Have you ever seen a picture of yourself and thought that you look strange or not like yourself? Did you think, “Is that really what I look like?”
You are not alone. There is a scientific basis for this phenomenon. The image of ourselves that we are most familiar with is the one we see in the mirror every day. But this is actually the reverse of what we really look like. The right side appears on the left and vice versa. Our brains are trained to prefer images that are familiar. That which is known is more attractive to us. So, when we see pictures taken by others — a seemingly “flipped” version of our own image — it can appear unfamiliar and therefore unappealing to us.

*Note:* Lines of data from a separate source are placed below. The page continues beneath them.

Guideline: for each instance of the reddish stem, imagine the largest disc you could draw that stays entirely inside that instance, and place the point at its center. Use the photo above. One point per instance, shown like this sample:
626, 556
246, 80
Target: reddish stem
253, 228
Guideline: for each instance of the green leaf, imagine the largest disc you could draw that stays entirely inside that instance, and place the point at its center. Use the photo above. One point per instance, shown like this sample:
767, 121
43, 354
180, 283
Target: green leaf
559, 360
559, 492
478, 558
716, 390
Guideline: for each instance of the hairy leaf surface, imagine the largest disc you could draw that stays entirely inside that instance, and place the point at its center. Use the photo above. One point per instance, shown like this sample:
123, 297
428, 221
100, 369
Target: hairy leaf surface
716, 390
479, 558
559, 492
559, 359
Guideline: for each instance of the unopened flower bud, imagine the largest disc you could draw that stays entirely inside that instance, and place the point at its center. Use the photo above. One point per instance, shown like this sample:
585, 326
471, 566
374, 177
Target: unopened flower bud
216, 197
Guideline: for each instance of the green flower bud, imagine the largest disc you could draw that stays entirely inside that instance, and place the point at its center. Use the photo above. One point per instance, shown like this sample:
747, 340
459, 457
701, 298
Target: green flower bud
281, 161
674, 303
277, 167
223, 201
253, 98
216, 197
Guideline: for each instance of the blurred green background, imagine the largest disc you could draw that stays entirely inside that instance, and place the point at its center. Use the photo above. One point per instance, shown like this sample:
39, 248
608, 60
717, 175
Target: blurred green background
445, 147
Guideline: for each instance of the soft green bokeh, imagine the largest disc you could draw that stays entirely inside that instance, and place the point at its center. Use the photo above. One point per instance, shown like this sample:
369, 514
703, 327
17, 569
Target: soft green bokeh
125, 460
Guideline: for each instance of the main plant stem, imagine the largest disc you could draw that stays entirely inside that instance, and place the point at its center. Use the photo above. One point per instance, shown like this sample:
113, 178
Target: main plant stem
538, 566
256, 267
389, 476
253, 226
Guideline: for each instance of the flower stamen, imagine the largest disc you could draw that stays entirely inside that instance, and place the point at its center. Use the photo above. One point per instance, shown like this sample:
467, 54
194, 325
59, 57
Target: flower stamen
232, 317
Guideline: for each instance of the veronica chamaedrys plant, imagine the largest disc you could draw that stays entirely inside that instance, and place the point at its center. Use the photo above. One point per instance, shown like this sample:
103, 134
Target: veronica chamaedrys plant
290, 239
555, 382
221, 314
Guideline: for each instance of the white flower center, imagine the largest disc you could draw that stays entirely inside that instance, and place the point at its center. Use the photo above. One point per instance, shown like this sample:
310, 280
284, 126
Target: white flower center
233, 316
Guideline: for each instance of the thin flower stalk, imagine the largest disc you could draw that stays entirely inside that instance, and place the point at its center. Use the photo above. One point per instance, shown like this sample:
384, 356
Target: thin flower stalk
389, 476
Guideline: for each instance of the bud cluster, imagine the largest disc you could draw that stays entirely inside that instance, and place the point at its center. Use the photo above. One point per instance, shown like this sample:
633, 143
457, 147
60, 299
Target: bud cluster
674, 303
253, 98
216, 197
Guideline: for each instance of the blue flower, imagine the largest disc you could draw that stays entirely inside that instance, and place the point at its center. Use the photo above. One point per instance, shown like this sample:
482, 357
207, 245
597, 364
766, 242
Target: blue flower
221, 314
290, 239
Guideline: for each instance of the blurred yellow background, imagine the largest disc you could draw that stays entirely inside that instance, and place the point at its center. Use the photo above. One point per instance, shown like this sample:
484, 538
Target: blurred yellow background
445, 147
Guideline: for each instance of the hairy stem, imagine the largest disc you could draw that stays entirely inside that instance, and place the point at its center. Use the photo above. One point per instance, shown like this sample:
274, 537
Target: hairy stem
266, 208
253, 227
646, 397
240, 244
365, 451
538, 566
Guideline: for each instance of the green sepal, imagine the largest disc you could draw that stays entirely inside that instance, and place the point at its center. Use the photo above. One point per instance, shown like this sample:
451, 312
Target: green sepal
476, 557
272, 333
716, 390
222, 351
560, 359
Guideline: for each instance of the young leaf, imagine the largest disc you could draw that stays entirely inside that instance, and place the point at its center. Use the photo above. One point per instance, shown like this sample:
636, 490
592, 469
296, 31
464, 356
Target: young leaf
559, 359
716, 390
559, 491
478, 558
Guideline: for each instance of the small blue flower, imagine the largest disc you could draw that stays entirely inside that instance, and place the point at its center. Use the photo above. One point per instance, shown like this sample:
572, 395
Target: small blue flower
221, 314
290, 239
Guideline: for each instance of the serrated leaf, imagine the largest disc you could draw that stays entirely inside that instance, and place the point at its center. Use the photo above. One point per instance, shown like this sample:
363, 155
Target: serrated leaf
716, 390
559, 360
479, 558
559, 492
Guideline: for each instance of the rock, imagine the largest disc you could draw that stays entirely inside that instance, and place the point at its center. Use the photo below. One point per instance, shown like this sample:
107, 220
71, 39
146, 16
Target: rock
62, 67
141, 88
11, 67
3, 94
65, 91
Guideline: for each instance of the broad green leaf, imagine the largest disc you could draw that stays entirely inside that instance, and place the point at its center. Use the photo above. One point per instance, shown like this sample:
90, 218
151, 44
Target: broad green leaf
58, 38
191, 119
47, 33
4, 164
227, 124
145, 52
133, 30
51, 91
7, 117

In the age of endless selfies and video conferencing, there is no shortage of opportunities to scrutinize one’s own image. Most apps have an “inversion filter” or “mirror filter” that automatically flips the screen when taking pictures or videos, because most of us think we look better that way. I used to think I looked great on Zoom calls until I learned that inversion is their default camera setting. But the person I see as “me” in the mirror is not the same Karen that others see.

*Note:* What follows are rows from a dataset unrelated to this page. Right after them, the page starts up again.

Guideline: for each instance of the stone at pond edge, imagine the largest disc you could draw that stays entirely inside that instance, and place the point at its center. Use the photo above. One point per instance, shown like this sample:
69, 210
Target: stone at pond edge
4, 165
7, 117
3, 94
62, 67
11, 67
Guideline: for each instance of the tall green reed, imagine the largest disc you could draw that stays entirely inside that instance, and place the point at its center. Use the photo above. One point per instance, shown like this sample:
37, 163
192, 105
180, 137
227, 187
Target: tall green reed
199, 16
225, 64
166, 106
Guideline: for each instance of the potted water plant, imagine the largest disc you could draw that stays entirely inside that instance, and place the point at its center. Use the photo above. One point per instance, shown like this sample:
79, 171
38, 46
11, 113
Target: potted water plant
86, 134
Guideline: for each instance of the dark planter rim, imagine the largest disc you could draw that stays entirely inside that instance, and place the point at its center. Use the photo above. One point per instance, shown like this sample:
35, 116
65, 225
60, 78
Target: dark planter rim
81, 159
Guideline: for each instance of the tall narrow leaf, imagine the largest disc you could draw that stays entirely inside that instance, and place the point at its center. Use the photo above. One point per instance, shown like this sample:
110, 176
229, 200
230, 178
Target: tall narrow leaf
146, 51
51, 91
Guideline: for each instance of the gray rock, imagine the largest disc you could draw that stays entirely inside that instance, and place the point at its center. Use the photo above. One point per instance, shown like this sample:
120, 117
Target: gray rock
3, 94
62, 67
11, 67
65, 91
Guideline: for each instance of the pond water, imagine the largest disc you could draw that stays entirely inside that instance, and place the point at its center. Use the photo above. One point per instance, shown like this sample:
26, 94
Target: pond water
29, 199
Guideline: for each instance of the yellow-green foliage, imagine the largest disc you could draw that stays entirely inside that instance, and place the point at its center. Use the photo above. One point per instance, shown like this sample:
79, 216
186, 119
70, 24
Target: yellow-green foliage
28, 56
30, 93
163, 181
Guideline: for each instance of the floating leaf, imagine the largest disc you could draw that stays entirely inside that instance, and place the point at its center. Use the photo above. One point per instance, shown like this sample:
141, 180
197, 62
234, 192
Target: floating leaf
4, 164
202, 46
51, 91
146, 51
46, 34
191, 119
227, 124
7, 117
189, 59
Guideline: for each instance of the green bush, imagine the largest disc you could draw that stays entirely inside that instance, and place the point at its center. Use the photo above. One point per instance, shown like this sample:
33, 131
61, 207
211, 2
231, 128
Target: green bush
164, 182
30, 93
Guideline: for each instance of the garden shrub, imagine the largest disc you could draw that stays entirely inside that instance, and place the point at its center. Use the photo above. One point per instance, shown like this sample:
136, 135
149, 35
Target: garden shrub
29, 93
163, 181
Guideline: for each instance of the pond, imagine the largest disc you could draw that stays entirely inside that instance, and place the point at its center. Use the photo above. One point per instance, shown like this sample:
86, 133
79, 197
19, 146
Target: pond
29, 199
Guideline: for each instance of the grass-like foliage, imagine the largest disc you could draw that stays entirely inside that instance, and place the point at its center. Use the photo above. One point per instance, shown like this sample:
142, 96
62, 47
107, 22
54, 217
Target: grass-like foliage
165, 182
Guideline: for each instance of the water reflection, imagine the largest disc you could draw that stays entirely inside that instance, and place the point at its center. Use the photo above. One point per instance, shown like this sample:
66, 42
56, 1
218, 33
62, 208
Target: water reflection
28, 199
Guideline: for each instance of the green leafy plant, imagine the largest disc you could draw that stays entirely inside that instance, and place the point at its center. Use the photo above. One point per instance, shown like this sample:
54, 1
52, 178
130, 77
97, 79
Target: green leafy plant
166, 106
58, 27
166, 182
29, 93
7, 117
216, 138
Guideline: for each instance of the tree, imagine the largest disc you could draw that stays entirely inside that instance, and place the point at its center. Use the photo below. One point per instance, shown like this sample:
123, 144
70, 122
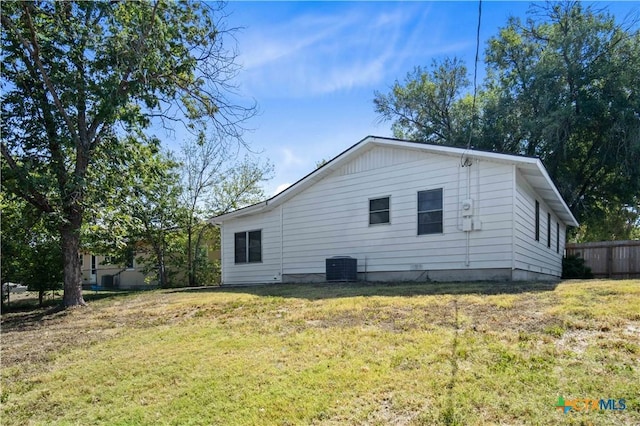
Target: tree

There is an important spiritual parallel here. Do we ever truly look at ourselves with honest eyes? Do we allow ourselves to be seen as we are, or do we put on appearances for others? Do we see ourselves as God sees us?
As we approach the beginning of Lent later this month, we all have the opportunity to engage in honest self-reflection. It is a chance to “get real” with ourselves and turn to the truth.

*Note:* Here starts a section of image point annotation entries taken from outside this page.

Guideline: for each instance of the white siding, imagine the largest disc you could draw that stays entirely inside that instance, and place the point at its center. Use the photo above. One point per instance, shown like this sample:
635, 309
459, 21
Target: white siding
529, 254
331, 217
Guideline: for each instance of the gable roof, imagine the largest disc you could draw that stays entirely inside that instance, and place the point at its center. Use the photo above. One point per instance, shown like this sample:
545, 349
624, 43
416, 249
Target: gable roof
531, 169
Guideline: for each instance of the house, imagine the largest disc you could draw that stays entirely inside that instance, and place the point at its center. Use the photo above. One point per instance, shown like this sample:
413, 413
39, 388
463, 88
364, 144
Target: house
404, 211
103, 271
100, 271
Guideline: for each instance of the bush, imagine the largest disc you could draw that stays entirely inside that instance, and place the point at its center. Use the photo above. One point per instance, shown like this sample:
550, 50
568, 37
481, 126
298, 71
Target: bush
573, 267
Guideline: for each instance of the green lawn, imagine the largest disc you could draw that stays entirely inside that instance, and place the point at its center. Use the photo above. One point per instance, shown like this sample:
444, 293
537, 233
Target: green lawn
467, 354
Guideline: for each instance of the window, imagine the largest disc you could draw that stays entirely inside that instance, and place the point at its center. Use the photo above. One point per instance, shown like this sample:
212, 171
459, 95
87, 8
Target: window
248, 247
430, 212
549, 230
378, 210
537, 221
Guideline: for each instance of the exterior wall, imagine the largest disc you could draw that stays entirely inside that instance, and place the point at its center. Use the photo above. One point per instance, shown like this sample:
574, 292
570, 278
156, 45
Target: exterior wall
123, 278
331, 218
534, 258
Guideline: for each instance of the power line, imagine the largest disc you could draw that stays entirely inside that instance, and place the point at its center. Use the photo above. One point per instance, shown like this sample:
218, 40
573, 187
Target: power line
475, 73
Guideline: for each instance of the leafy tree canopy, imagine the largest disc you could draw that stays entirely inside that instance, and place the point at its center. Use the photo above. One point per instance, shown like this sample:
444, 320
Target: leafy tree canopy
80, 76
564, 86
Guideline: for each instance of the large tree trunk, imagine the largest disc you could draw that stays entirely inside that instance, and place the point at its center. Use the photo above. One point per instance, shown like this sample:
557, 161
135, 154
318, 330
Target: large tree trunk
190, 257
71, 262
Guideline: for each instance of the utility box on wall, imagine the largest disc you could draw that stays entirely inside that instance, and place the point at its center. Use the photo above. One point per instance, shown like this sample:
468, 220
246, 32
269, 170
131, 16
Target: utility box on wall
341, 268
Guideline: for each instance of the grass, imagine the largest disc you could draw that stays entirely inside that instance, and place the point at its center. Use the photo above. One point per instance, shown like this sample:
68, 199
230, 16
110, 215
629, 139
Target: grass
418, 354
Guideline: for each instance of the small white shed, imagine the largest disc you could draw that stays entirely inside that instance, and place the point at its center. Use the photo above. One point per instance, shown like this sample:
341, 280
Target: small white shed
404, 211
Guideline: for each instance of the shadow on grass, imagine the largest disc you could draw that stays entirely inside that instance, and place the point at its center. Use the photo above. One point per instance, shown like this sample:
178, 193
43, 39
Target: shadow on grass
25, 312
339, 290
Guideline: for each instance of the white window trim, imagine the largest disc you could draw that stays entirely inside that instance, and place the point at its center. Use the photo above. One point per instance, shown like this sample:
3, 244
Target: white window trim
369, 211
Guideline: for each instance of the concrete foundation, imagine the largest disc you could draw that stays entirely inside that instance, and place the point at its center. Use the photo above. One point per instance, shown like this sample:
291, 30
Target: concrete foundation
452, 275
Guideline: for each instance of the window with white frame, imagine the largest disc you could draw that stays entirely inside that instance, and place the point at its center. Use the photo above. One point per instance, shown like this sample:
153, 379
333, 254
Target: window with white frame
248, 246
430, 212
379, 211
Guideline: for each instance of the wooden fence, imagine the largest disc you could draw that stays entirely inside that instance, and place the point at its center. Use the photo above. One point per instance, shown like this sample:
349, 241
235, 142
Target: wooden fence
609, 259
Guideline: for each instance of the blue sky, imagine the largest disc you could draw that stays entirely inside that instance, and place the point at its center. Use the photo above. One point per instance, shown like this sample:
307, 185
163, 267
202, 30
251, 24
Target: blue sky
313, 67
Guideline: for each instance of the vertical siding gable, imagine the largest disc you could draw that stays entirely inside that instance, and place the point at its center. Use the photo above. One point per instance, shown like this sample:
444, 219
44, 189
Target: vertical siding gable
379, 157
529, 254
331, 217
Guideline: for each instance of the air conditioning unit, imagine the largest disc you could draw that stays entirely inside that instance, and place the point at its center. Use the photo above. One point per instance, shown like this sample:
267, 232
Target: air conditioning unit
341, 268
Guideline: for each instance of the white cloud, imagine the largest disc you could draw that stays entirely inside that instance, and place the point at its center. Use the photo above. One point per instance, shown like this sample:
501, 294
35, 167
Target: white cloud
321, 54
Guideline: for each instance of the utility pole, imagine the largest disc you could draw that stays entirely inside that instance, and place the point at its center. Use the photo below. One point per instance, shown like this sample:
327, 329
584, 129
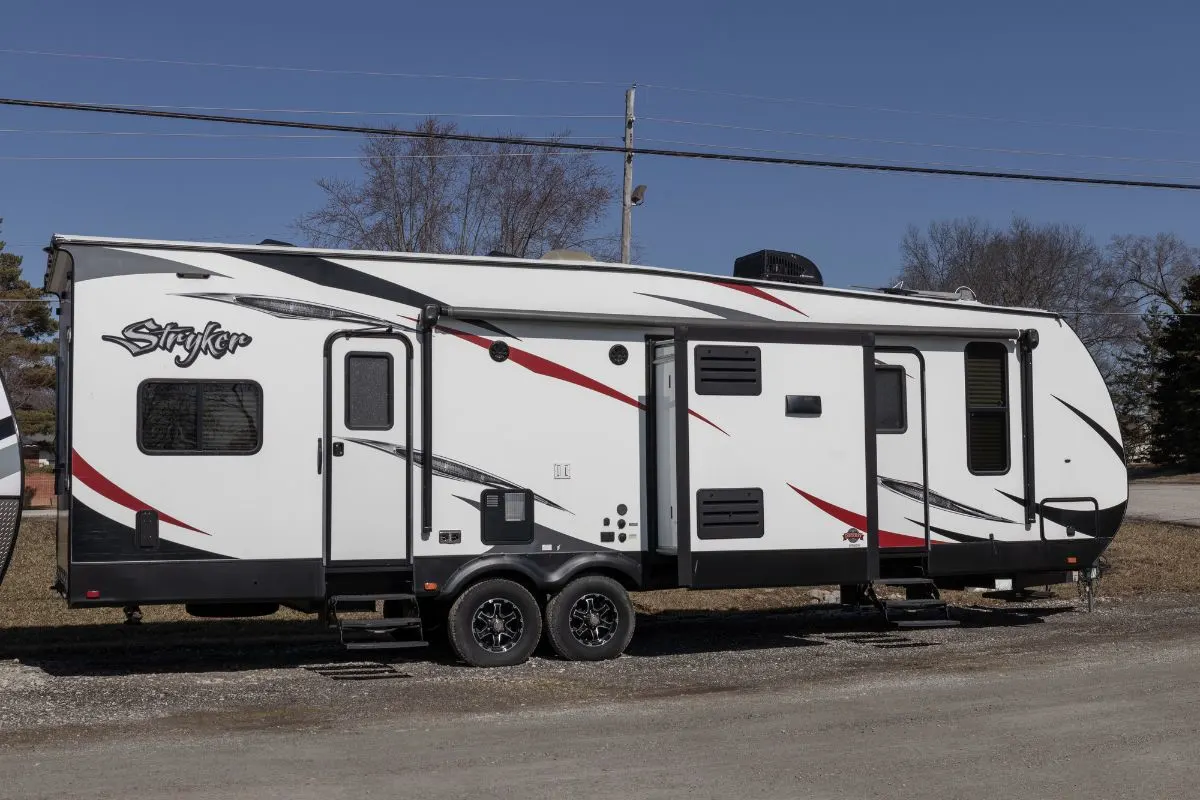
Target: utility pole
627, 197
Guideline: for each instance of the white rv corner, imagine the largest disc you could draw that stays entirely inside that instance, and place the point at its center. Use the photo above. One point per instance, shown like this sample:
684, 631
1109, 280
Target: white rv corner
12, 480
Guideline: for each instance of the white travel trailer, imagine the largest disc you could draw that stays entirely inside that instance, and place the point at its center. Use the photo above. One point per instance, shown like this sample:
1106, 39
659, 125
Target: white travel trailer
12, 479
505, 446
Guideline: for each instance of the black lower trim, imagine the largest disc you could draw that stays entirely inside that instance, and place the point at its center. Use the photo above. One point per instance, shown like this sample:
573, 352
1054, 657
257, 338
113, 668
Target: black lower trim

The Scriptures of Ash Wednesday seem to me to speak in a particular way to social media culture, where many of the images put forth are a façade. These slightly distorted representations of the self are carefully cultivated to gain the approval of others or fit in with cultural norms. We often make great efforts to curate a desirable persona. In this way, we are so much like the hypocrites of Matthew’s Gospel, who put on pious public displays of their prayer and fasting.
To be a Christian disciple is to abandon such masks and put aside the false self. Rend your heart, not your garments. The outward show may look like holiness in the mirror, but it is the Father who sees what is hidden. It is the Father who sees us truly as we are.
Ultimately, to follow Jesus to the cross means to let go of the illusions of self-sufficiency and self-mastery and to instead ask: What does God want of me? What does God see in me? Who does God want me to be?
I hope that this season of Lent is a time to see ourselves more clearly, with genuine eyes of faith.